The best caption for this photo of Val-kyttie, the shop manager at our bookstore, wins a free book! We’ll accommodate your reading preference from bookstore stock, or give you a copy of mine coming out in October, as you prefer.
Please put your caption in the comments. Deadline Monday, June 18th at noon.
Photo taken by our brilliant local photographer, Elissa Powers.

Lap needed for best reading experience.
And never sit on a book that isn’t well-written. It is beneath you….
Please buy a book but leave my sock alone.
So many books and not enough lives to read em all.
Eat your heart out, Baker and Taylor cats!
We entered her in the Baker and Taylor “cats in bookstores” contest, but haven’t heard back ….
Old Jedi Mind Trick: This is not the sock you are looking for!
Pay no attention to the blue sock. It’s only a red herring.
Get Out! I can tell by your tone of voice you are saying ”their” when you mean ”they’re” and there is no hope for you. Get Out Of My Shoppe!
Yes, she is a grammar nazi, for sure.
A book? Yawn…I wonder who will play me the movie?
Hmmm…that was saying ” play me in the movie?”
She’s holding out for Charlise Therzon….
And the bookstore cat began to fade. All, that is, except her nose.
Val-kyttie grinned, James!
Well, the bookstore is a wonderland. Isn’t it?
No, you craft-crazy bitch, you are not going to cut the toe out of that sock and make a “cute little turtleneck sweater” for me!

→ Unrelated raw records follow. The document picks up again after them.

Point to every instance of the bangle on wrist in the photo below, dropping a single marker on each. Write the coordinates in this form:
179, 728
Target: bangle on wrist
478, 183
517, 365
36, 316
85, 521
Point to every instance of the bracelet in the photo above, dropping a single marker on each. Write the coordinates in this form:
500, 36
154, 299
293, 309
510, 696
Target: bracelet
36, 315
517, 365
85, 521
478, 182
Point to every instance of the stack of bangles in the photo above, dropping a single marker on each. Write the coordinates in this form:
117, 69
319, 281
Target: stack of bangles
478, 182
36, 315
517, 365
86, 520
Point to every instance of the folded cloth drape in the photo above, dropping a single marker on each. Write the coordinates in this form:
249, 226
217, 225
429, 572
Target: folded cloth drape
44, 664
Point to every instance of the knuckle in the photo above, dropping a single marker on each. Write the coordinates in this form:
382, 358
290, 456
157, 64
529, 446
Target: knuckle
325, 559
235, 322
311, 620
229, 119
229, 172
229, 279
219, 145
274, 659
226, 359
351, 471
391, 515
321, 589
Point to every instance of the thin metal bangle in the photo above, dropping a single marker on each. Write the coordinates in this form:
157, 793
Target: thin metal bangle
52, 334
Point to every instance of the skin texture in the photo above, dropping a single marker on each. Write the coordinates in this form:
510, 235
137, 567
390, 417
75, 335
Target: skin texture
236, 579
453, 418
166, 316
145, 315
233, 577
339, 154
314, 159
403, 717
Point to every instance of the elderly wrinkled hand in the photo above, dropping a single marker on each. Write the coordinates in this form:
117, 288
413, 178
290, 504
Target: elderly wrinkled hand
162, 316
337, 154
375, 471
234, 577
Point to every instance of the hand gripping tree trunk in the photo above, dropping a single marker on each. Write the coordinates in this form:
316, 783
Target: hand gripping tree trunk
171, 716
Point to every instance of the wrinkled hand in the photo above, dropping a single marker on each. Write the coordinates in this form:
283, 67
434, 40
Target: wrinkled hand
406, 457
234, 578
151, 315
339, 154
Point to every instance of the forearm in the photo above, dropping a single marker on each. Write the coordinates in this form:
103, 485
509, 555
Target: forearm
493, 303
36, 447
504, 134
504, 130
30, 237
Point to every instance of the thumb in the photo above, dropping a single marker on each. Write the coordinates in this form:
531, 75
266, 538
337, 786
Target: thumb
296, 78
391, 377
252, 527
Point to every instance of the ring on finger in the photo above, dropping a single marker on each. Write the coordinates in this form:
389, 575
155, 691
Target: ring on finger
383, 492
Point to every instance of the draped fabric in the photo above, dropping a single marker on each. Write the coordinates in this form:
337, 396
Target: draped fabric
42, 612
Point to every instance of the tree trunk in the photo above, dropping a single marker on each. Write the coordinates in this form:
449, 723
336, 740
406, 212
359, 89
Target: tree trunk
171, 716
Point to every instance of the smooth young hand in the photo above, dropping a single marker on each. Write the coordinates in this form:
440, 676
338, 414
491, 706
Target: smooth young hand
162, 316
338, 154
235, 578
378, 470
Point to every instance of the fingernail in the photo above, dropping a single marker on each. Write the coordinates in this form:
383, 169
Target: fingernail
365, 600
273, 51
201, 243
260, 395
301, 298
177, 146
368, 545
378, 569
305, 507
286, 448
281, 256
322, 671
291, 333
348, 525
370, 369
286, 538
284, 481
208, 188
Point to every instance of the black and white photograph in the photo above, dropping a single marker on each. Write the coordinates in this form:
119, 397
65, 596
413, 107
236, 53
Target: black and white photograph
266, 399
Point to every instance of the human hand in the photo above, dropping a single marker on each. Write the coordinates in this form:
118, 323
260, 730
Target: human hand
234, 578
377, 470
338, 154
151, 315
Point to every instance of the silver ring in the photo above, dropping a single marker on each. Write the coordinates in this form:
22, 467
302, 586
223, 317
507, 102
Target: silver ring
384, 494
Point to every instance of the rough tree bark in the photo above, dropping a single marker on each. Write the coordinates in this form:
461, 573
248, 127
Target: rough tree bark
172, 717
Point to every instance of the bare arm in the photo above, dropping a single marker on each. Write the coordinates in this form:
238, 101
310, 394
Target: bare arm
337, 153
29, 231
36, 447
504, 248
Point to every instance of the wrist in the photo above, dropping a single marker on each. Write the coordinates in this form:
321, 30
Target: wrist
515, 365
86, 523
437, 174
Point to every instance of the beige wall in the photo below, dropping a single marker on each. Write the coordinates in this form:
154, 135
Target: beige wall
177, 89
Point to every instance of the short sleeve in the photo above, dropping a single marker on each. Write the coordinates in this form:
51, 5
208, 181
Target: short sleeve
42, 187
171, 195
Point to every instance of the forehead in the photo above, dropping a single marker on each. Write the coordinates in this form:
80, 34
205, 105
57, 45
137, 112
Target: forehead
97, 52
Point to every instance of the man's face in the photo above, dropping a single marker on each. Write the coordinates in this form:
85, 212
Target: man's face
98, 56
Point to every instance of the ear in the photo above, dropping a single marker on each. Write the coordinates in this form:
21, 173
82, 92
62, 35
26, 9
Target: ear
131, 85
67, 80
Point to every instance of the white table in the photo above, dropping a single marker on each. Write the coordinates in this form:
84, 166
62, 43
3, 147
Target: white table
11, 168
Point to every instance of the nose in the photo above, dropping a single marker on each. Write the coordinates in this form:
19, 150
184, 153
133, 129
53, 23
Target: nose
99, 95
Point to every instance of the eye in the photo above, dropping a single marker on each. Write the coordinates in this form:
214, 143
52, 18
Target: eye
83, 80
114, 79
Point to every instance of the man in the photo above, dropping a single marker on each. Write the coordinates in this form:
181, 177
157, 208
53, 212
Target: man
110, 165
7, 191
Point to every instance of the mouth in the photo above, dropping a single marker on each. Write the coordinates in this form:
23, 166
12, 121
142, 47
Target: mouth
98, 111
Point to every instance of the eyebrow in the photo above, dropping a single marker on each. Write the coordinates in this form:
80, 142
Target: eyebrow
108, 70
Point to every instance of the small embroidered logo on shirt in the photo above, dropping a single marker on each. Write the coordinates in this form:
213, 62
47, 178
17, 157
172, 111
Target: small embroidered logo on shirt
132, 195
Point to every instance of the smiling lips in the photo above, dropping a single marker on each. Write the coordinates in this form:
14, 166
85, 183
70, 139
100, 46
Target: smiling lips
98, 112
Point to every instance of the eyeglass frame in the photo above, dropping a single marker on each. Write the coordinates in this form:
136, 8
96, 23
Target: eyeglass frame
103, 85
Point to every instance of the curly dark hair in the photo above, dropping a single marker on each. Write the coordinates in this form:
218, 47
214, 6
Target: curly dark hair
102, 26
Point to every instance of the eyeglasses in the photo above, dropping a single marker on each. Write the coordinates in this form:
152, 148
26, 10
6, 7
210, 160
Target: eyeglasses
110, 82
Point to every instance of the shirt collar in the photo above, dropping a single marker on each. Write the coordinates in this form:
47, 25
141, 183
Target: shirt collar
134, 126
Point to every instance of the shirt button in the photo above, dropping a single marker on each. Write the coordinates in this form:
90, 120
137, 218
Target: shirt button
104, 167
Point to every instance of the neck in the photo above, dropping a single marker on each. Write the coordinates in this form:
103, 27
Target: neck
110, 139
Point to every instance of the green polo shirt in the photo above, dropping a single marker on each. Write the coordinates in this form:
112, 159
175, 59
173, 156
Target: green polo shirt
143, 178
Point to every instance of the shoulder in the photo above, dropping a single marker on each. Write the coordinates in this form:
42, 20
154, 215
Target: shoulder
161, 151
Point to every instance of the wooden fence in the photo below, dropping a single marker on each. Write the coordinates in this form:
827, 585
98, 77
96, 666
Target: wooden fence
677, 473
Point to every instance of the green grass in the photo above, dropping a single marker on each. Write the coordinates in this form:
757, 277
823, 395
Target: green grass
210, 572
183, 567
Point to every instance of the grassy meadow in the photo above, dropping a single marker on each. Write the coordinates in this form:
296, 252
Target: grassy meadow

I’ll admit that this is one of my personal favorites, but the decision of the judges is final! (I have, however, begun to think about where the cut the hole….)
Books to the right of me,
Books to the left of me,
Books in front of me
I dallied and blunder’d;
Storm’d at with paw and tail,
Boldly they grow and swell,
Into the claws of wrath,
Under the writer’s spell
I read the six hundred.
Val-kyttie purred with appreciation over this one.
Sock puppets are beneath me . . . but if you would like to load up an intruder kitten or two in there, be my guest.
You are giving her ideas….
Can’t you see I’m up to my kitty armpits in books, here? I don’t have time for your shenanigans! I have work to do, lady!
Ha!
This… is my library. I invite you to… DON’T MESS UP MY DEWEY DECIMAL SYSTEM! Just… just any books you read, leave on the counter. I’ll have Jeeves replace them.